Next few days we´re up country then in the mountains but now less than 200 km to go. "Hasta la vista".

Wednesday 5 June 2013

"I´m walking on sunshine" - Burgos to Leon

This is the killer stretch in the middle of the camino; 180km through the country with a lot of it on the high Meseata where the wind can really blow. It was difficult to leave Burgos which is a fine city and a spectacular cathedral, if a bit sombre and dark in only the way the Spanish art and iconography can be.

We have decided to keep staying in small hostels although we have been to a few of the refuges. The one we went to a day out of Burgos had a bed bug problem although it seems to have been limited to another dormitory (a South African lady we met said her bed was infested) as we haven´t had a problem. Someone told us, counter-intiuitavely, the way to avoid them is sleep naked under the woolen blankets rather than sleep in you clothes and bag (they get into the linings apparently) and have as hot a shower as you can stand the next day. No, it doesn´t work for me either. Having said that we know lots of people who stay in refuges every night and most have not had a problem. I think it gives a more authentic pilgrim experience but I hate being woken by pilgrims with head torches at 5.00 am getting ready to hit the road. It just shows that everyone does the Camino in their own way though.

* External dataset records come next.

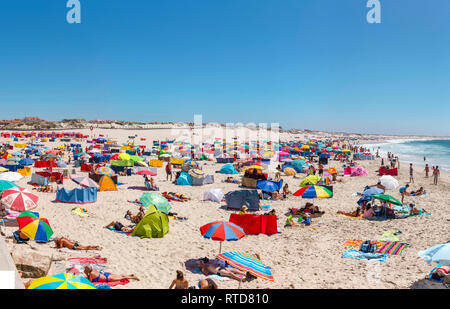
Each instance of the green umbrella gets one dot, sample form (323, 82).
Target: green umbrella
(387, 198)
(159, 201)
(5, 185)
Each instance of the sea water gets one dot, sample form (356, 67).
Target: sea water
(436, 152)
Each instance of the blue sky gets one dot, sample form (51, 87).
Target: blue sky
(305, 64)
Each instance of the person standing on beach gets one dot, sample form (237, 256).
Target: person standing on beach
(411, 173)
(436, 174)
(169, 171)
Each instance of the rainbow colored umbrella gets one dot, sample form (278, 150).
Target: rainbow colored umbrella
(19, 199)
(34, 226)
(314, 192)
(105, 171)
(62, 281)
(221, 231)
(248, 263)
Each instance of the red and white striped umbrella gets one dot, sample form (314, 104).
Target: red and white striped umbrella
(19, 199)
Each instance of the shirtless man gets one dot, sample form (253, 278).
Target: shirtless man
(66, 243)
(99, 276)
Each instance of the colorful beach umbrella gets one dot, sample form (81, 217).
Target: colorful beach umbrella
(86, 182)
(34, 226)
(156, 199)
(104, 170)
(146, 172)
(248, 263)
(314, 192)
(387, 198)
(19, 199)
(5, 185)
(222, 231)
(61, 281)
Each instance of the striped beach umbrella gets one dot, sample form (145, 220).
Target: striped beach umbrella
(19, 199)
(86, 182)
(34, 226)
(248, 263)
(314, 192)
(222, 231)
(104, 170)
(61, 281)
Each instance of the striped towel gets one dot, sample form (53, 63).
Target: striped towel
(393, 248)
(357, 243)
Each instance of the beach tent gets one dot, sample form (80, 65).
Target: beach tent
(155, 224)
(215, 195)
(184, 179)
(310, 180)
(228, 169)
(77, 196)
(107, 184)
(239, 198)
(39, 180)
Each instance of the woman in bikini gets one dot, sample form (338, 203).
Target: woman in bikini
(100, 276)
(66, 243)
(179, 282)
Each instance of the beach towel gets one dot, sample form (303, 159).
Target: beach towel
(114, 230)
(112, 284)
(89, 260)
(393, 248)
(354, 254)
(358, 242)
(82, 212)
(389, 236)
(431, 273)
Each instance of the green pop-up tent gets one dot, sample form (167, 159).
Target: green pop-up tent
(155, 224)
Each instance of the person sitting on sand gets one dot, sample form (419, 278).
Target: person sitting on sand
(311, 209)
(419, 192)
(137, 217)
(120, 227)
(415, 211)
(243, 210)
(367, 211)
(441, 272)
(63, 242)
(286, 190)
(224, 271)
(180, 283)
(99, 276)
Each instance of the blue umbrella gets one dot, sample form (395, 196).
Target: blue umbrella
(439, 254)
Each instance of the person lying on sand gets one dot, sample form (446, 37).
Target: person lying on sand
(62, 242)
(137, 217)
(179, 282)
(120, 227)
(441, 272)
(99, 276)
(415, 210)
(224, 271)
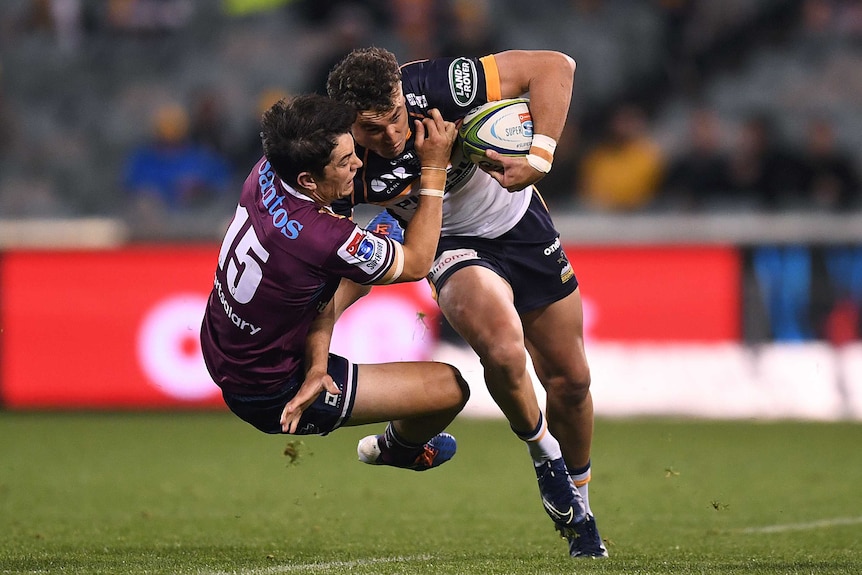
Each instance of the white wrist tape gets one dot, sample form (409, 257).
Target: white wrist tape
(431, 192)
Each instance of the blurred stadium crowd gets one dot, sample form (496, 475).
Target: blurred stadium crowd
(146, 109)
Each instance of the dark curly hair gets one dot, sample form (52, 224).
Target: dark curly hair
(299, 135)
(366, 79)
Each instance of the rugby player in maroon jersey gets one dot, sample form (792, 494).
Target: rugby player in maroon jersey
(287, 268)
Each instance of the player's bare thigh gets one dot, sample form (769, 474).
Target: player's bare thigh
(404, 390)
(479, 305)
(555, 339)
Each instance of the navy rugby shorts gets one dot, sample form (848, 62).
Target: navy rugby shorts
(529, 257)
(327, 413)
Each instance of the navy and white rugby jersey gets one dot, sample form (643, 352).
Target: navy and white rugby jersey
(280, 263)
(475, 204)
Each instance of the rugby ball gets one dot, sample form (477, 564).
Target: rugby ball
(504, 126)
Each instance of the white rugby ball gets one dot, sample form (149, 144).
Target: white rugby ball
(504, 126)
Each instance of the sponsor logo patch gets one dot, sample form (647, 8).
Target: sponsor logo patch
(448, 259)
(463, 81)
(363, 250)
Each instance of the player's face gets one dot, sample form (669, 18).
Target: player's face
(337, 181)
(384, 133)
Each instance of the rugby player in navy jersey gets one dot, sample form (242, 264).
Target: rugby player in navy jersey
(501, 276)
(288, 266)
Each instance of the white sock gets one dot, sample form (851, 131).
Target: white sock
(541, 444)
(581, 478)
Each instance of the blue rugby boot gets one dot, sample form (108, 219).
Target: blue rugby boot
(439, 449)
(385, 224)
(561, 499)
(584, 539)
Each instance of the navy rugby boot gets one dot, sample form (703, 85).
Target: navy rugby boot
(439, 449)
(584, 539)
(561, 499)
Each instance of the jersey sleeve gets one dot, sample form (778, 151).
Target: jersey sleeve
(453, 85)
(364, 257)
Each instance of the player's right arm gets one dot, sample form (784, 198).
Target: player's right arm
(434, 139)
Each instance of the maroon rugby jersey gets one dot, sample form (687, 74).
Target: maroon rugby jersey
(280, 263)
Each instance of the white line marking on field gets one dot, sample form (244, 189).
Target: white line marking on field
(803, 526)
(320, 567)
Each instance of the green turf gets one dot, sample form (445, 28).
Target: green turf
(206, 494)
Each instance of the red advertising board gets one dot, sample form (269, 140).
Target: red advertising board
(119, 329)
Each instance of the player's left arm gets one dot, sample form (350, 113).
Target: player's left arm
(548, 77)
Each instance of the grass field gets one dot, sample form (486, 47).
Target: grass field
(205, 494)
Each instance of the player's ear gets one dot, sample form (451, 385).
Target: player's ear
(306, 181)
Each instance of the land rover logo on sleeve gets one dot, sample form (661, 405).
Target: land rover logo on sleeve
(462, 81)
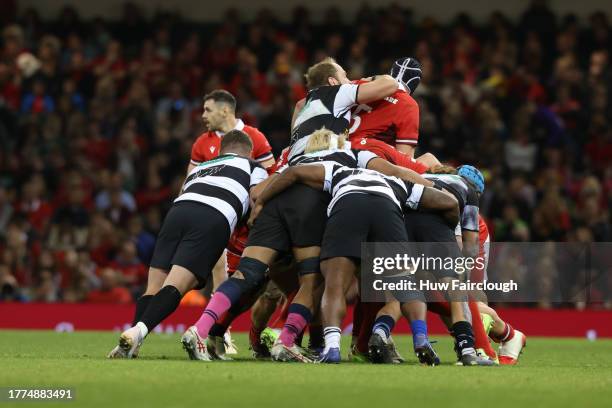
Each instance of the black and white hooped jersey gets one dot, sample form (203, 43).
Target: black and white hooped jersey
(326, 106)
(343, 157)
(224, 183)
(464, 193)
(341, 181)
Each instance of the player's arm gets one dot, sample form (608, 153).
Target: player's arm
(256, 190)
(459, 236)
(312, 175)
(298, 107)
(384, 167)
(469, 227)
(405, 148)
(470, 243)
(381, 87)
(190, 167)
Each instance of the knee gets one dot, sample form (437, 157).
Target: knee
(252, 272)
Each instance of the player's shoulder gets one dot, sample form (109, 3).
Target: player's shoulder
(203, 137)
(405, 97)
(253, 132)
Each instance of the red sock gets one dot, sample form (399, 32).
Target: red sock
(441, 308)
(280, 321)
(254, 335)
(480, 336)
(507, 334)
(357, 317)
(370, 310)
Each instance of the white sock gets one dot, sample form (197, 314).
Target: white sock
(143, 329)
(332, 338)
(381, 333)
(468, 350)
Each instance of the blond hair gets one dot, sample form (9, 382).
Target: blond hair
(318, 74)
(324, 139)
(442, 169)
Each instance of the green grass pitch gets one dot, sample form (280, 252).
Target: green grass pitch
(552, 373)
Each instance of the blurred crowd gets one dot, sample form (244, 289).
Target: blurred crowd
(97, 119)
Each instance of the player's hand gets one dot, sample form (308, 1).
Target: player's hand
(254, 213)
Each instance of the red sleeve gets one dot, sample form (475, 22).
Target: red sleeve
(262, 150)
(197, 156)
(408, 124)
(283, 159)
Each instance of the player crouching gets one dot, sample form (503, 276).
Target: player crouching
(194, 234)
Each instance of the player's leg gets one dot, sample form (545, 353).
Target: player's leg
(305, 303)
(379, 347)
(481, 340)
(155, 282)
(219, 272)
(338, 274)
(163, 304)
(511, 341)
(251, 272)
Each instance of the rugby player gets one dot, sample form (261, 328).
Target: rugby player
(390, 127)
(219, 117)
(286, 223)
(297, 220)
(466, 188)
(214, 197)
(352, 221)
(511, 340)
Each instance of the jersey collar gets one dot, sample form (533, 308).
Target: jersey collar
(239, 126)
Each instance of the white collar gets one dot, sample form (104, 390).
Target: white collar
(239, 126)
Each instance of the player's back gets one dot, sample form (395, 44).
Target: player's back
(223, 183)
(393, 120)
(207, 145)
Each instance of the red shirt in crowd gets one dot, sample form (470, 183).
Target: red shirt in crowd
(206, 147)
(393, 120)
(116, 295)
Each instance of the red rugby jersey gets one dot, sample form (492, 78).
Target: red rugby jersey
(207, 145)
(393, 120)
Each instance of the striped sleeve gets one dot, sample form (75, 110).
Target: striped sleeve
(364, 157)
(258, 175)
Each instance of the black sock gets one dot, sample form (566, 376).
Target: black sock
(316, 338)
(464, 336)
(141, 305)
(299, 338)
(161, 306)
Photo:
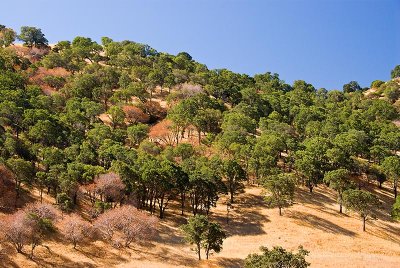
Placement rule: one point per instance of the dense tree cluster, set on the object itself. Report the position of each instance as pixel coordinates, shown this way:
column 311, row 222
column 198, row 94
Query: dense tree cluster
column 87, row 140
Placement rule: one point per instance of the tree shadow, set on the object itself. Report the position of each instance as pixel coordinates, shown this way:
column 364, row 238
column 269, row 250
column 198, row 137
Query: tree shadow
column 316, row 198
column 230, row 262
column 243, row 218
column 387, row 232
column 5, row 257
column 313, row 221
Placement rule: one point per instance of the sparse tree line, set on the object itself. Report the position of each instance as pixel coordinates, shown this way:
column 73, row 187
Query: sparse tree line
column 31, row 226
column 247, row 130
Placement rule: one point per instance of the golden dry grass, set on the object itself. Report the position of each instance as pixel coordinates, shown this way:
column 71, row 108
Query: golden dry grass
column 334, row 240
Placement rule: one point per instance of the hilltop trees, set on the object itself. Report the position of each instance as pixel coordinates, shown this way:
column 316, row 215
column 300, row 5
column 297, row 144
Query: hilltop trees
column 92, row 137
column 391, row 166
column 395, row 72
column 352, row 86
column 7, row 36
column 32, row 36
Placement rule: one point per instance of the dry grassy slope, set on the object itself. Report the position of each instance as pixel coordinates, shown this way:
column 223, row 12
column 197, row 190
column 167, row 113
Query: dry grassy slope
column 334, row 240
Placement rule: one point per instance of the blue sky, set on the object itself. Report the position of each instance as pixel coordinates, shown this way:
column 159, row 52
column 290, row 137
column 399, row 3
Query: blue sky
column 325, row 42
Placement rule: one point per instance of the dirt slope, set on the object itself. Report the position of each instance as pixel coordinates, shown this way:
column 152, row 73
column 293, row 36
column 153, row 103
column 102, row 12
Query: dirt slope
column 334, row 240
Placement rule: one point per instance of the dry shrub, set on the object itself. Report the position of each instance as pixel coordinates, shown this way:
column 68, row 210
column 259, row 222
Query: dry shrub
column 110, row 187
column 75, row 229
column 154, row 110
column 123, row 225
column 29, row 226
column 161, row 133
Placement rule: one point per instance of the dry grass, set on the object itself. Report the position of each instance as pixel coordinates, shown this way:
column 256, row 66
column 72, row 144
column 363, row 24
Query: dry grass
column 334, row 240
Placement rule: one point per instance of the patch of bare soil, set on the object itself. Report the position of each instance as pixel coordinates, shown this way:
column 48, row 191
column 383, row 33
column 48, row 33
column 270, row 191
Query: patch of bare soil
column 333, row 239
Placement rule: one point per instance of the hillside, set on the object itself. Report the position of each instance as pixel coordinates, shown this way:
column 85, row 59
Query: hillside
column 118, row 155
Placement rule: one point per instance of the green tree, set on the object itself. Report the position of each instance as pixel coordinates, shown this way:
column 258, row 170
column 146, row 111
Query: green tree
column 362, row 202
column 391, row 166
column 213, row 238
column 281, row 187
column 352, row 86
column 277, row 257
column 32, row 36
column 7, row 36
column 137, row 133
column 202, row 233
column 396, row 209
column 395, row 72
column 234, row 175
column 23, row 170
column 194, row 231
column 339, row 181
column 117, row 116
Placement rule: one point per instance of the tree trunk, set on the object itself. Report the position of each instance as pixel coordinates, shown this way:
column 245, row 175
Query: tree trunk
column 364, row 219
column 182, row 202
column 198, row 250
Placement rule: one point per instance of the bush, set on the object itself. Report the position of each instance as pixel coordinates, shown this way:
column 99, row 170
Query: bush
column 123, row 225
column 56, row 82
column 377, row 83
column 396, row 209
column 277, row 257
column 64, row 202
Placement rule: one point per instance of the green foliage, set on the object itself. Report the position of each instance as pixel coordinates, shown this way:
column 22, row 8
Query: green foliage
column 32, row 36
column 281, row 188
column 376, row 83
column 64, row 202
column 362, row 202
column 202, row 233
column 339, row 181
column 395, row 72
column 7, row 36
column 352, row 86
column 396, row 209
column 277, row 257
column 391, row 166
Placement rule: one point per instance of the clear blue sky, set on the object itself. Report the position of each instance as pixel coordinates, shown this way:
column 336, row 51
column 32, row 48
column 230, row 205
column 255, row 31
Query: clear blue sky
column 325, row 42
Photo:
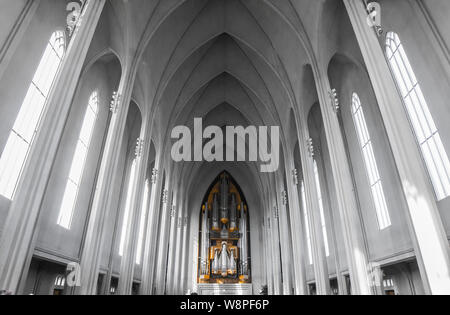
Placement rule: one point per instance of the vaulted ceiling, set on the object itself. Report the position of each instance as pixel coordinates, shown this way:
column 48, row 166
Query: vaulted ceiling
column 238, row 62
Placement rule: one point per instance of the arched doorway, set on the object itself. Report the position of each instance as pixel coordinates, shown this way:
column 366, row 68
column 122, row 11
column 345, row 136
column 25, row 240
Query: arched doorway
column 224, row 252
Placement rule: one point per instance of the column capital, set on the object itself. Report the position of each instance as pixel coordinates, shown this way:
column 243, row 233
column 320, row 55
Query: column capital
column 115, row 102
column 335, row 105
column 154, row 178
column 310, row 147
column 139, row 147
column 75, row 9
column 295, row 177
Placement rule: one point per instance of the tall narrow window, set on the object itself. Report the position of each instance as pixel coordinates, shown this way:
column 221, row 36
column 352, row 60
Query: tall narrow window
column 426, row 132
column 322, row 212
column 307, row 229
column 128, row 204
column 376, row 185
column 78, row 163
column 142, row 223
column 27, row 122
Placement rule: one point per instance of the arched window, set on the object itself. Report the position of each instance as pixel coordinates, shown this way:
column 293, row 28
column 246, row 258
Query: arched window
column 128, row 204
column 322, row 212
column 142, row 223
column 376, row 185
column 306, row 221
column 78, row 163
column 426, row 132
column 24, row 130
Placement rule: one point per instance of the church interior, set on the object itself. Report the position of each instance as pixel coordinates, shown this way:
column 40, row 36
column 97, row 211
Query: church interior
column 91, row 202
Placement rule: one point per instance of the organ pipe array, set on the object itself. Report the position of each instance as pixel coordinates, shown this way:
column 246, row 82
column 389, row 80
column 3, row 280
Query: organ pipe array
column 224, row 242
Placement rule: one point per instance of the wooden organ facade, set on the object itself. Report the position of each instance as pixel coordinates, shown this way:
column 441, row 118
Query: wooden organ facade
column 224, row 248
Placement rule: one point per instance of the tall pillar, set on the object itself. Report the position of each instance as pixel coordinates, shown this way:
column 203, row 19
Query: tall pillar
column 17, row 241
column 347, row 204
column 312, row 203
column 128, row 262
column 297, row 232
column 176, row 283
column 274, row 237
column 184, row 254
column 11, row 43
column 161, row 258
column 328, row 208
column 285, row 241
column 172, row 246
column 427, row 230
column 151, row 233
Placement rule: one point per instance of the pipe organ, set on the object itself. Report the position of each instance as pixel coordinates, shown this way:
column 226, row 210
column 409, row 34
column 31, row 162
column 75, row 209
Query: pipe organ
column 224, row 255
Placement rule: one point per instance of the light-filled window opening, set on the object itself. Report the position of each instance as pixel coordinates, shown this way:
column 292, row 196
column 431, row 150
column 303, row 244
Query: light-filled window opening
column 306, row 220
column 27, row 122
column 78, row 163
column 128, row 204
column 376, row 184
column 321, row 208
column 427, row 134
column 142, row 222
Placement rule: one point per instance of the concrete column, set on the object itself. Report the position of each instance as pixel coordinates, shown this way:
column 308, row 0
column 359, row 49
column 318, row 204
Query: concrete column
column 329, row 217
column 9, row 47
column 297, row 232
column 427, row 230
column 128, row 262
column 269, row 255
column 161, row 263
column 17, row 242
column 151, row 231
column 347, row 204
column 285, row 237
column 176, row 284
column 274, row 237
column 91, row 251
column 312, row 203
column 184, row 255
column 174, row 212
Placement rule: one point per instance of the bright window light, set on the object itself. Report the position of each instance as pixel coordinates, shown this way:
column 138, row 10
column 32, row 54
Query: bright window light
column 427, row 134
column 78, row 163
column 376, row 185
column 322, row 213
column 142, row 223
column 24, row 130
column 307, row 229
column 127, row 208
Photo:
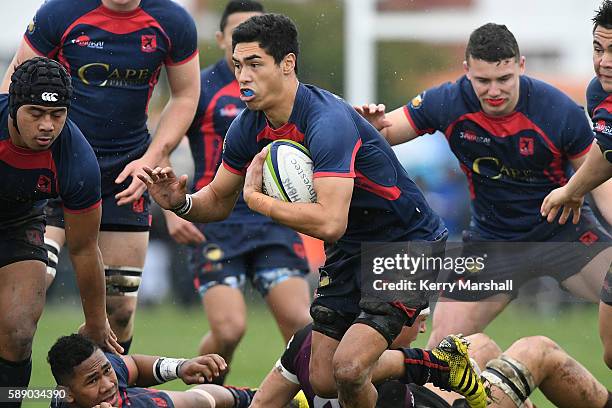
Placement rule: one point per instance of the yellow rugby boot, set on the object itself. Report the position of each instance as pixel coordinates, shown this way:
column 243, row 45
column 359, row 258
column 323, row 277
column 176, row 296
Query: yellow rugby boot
column 463, row 379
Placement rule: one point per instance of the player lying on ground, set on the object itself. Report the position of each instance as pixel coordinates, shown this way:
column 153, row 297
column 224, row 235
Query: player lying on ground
column 363, row 194
column 517, row 139
column 247, row 245
column 92, row 378
column 597, row 167
column 512, row 376
column 44, row 155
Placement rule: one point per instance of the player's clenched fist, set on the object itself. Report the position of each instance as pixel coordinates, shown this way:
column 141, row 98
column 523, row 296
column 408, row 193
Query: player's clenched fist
column 202, row 369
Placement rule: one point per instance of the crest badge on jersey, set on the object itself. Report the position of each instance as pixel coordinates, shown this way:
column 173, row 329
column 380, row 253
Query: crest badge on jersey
column 148, row 43
column 526, row 146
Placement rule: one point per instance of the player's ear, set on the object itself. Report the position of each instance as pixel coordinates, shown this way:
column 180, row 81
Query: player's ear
column 219, row 38
column 69, row 398
column 288, row 63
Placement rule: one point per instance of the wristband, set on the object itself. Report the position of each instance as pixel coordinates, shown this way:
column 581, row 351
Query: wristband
column 185, row 208
column 166, row 369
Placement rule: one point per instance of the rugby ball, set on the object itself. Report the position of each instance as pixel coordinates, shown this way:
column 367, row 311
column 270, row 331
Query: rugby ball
column 287, row 172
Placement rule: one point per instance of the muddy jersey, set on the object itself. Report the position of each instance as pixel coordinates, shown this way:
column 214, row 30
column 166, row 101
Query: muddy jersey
column 386, row 204
column 115, row 59
column 129, row 397
column 511, row 162
column 67, row 169
column 599, row 106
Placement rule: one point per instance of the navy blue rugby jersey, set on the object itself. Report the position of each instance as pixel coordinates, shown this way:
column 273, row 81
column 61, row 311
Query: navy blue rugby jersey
column 132, row 397
column 218, row 106
column 511, row 162
column 67, row 169
column 385, row 206
column 115, row 59
column 599, row 106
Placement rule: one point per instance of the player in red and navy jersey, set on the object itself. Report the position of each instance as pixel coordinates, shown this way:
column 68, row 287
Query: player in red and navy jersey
column 512, row 376
column 115, row 50
column 247, row 244
column 516, row 139
column 363, row 195
column 43, row 155
column 92, row 378
column 597, row 167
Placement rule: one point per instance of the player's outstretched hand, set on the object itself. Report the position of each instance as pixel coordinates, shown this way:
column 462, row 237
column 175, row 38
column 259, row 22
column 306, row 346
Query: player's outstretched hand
column 166, row 189
column 134, row 191
column 202, row 369
column 103, row 336
column 254, row 176
column 183, row 231
column 558, row 198
column 375, row 114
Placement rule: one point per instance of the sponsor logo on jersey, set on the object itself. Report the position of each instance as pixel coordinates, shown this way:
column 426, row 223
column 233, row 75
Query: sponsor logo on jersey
column 602, row 127
column 148, row 43
column 230, row 111
column 588, row 238
column 32, row 26
column 213, row 252
column 471, row 136
column 102, row 74
column 493, row 168
column 417, row 101
column 138, row 205
column 526, row 146
column 85, row 41
column 43, row 184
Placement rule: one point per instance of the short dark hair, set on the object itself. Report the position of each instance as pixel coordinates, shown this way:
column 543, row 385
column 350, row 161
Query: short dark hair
column 492, row 43
column 275, row 33
column 603, row 16
column 239, row 6
column 67, row 353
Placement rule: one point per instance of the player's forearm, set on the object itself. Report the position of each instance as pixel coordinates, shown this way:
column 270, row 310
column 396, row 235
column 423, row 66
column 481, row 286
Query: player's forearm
column 89, row 270
column 603, row 199
column 173, row 125
column 144, row 365
column 308, row 218
column 208, row 206
column 594, row 171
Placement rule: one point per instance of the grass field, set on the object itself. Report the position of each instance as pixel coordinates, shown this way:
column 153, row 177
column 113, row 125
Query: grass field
column 173, row 331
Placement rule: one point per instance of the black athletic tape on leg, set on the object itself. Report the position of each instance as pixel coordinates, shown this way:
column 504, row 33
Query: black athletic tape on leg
column 423, row 367
column 509, row 383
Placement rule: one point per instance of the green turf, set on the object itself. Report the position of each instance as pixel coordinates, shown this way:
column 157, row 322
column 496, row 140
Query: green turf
column 173, row 331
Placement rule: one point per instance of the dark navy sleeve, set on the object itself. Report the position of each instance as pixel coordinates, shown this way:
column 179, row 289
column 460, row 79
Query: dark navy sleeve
column 120, row 368
column 78, row 172
column 236, row 156
column 181, row 29
column 577, row 136
column 429, row 111
column 333, row 141
column 600, row 109
column 45, row 32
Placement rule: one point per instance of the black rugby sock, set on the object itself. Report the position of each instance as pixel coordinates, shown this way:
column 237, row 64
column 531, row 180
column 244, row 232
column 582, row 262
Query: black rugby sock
column 14, row 374
column 242, row 396
column 423, row 367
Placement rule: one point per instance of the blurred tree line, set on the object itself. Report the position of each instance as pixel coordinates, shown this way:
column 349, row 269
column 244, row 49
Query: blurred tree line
column 401, row 66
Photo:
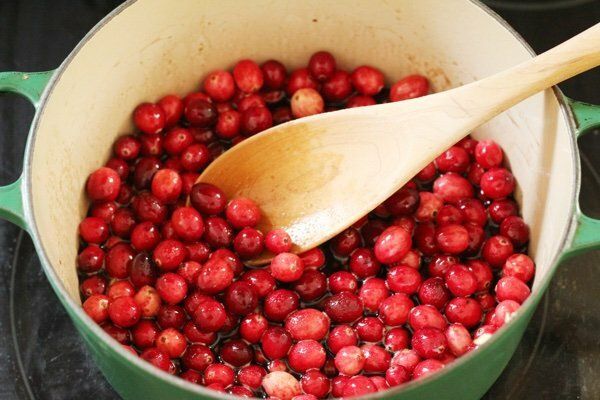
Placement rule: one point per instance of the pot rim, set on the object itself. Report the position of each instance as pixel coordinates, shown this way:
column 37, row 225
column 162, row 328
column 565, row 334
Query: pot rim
column 77, row 310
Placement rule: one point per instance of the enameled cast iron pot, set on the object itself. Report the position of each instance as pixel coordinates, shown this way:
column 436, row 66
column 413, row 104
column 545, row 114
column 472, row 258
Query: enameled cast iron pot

We´ve met some really nice people from all over the world. The most inspiring person is an Aussie lady (left) who has a swollen foot so big that she can´t get her walking boot on and she is doing 20 plus km per day in a pair of shoes. Well done Robyn. When I´m cursing my blisters I think of you. We are walking at about the same pace as two German brothers named Hans and Pieter, Irish Allan and Murray the Kiwi who would pass for a Tolkein wizard (apart from his hiking shorts). We have the "Pilgrim meal" (8-10 euro for three course and wine-plain cooking) together some nights with one or two other people joining in.

Irv and I walk together sometimes, talking, laughing and singing. At other times he goes off like a little West Wales whippet with his walking poles clacking like a metronome. At times like this we are alone with our own thoughts. He´s teaching me a lot about birds and I can recognise a corn bunting from a yellow hammer amd a crested finch from a Spanish sparrow. My favourites are still the storks who have beautiful rituals (like stretching their necks over their backs then clacking their great beaks) when their mate returns to the nest.

This particular bird has changed his plummage as the weather has improved. The Goretex has been shed and he now wears khaki shorts (a la Lofty), T-shirt and straw hat bought locally. My waist is shrinking (it looks as if my head is pin sized in this shot but it is only perspective I can assure you). Now the weather has got better the whole think has become a bit more like the film "The Way" with pilgrims meeting old friends outside sunny wayside bars. The first few weeks were more like Napoleon´s retreat from Moscow. We have been told that two walkers died on the way over to Roncesvalles so the early bit of the walk is still dangerous.

The countryside is spectacular but there are a heck of a lot of big wind farms here; enough to scare Don Quixote perhaps. The majority of the walking has been "up country" where we´ve stayed in villages (pop 250 or thereabouts) where a lot of houses are literally falling down. Once in a while we´ve hit a bigger town and seen some great architecture like this perfect Romanesque church in Fromista.

A tough 180km but now we have a day in Leon to rest our legs before the next push towards Santiago.